‘Big data’ – are utilities prepared?


Rodger Smith,
Senior VP and GM,
Oracle Utilities
Redwood Shores, CA, U.S.A. — (METERING.COM) — July 11, 2012 – Utilities with smart meter programs in place are just somewhat prepared to manage the data deluge, rating themselves a 6.7 on a scale of 1 to 10, according to a new survey from Oracle.

However, 45 percent of the surveyed utilities still struggle to report information to business managers as fast as they need it, and 50 percent reported that they miss opportunities to deliver useful information to customers.

The “Big Data, Bigger Opportunities” survey was conducted with senior executives at 151 North American utilities with smart meter programs in place to assess their preparedness to handle the growth in data and their plans to extract business value from this data.

According to the study these utilities have increased their meter data collection frequency by an average of 180x.

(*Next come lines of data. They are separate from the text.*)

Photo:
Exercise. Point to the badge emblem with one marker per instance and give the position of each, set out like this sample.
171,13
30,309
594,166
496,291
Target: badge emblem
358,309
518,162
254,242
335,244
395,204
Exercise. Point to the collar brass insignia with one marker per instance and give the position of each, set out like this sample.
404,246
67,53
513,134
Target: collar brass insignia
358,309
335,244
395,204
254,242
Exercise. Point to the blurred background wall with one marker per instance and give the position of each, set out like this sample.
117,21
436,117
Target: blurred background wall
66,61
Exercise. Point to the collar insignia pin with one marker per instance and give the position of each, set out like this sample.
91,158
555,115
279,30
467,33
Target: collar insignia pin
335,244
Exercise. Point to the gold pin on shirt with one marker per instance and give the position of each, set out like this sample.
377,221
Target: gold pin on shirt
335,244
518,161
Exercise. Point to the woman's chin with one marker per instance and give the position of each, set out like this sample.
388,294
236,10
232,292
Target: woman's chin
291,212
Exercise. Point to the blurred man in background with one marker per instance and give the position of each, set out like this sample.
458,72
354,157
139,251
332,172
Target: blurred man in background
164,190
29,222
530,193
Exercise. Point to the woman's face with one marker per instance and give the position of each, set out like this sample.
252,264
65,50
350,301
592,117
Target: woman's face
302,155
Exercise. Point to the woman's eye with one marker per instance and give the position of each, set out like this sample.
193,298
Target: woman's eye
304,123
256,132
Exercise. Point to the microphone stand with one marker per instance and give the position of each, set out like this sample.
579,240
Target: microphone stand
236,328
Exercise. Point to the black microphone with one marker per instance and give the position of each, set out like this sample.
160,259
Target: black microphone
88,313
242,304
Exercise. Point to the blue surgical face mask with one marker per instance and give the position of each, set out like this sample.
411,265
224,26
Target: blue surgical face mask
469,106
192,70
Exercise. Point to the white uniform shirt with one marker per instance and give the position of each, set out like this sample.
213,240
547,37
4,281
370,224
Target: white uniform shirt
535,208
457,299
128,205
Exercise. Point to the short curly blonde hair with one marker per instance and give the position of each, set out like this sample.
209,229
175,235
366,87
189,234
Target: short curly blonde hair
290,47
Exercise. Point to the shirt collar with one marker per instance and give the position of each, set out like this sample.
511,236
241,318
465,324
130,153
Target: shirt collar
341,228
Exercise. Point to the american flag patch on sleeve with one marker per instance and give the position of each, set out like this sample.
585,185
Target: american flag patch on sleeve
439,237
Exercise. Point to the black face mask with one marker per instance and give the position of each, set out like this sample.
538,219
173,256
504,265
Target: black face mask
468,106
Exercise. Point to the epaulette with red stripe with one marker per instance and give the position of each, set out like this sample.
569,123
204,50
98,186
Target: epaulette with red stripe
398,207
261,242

Other findings of the survey are:

  • Smart meters deliver an unprecedented stream of critical business information, such as outage, voltage, tampering and diagnostic data, which can help improve operations and customer satisfaction
  • Utilities need to improve their ability to translate information into actionable intelligence and leverage data for strategic decision making, with almost two-thirds putting this in their top three priorities
  • The biggest challenges pertain to lack of talent to execute data analysis and limited processing speed. Utilities also struggle to define which department owns the data, with 60 percent saying it is owned primarily by the metering department
  • Meter data management (MDM) systems may provide help, with 70 percent of those utilities with an MDM system in place (46 percent of the utilities) saying they are prepared to successfully manage the data influx versus 51 percent of those without.

“(The survey) indicates that a vast majority of utility executives are working to enhance their ability to glean real intelligence from smart grid data,” commented Rodger Smith, senior vice president and general manager of Oracle Utilities. “Utilities can benefit from establishing enterprise information strategies, and investing in the systems and people needed to make better business decisions.”

Looking ahead the survey found that customers can look forward to a more transparent tomorrow with smart grid data. Utilities with a smart meter program in place plan to spend an average $178 per customer over the next five years to move smart metering/smart grid forward.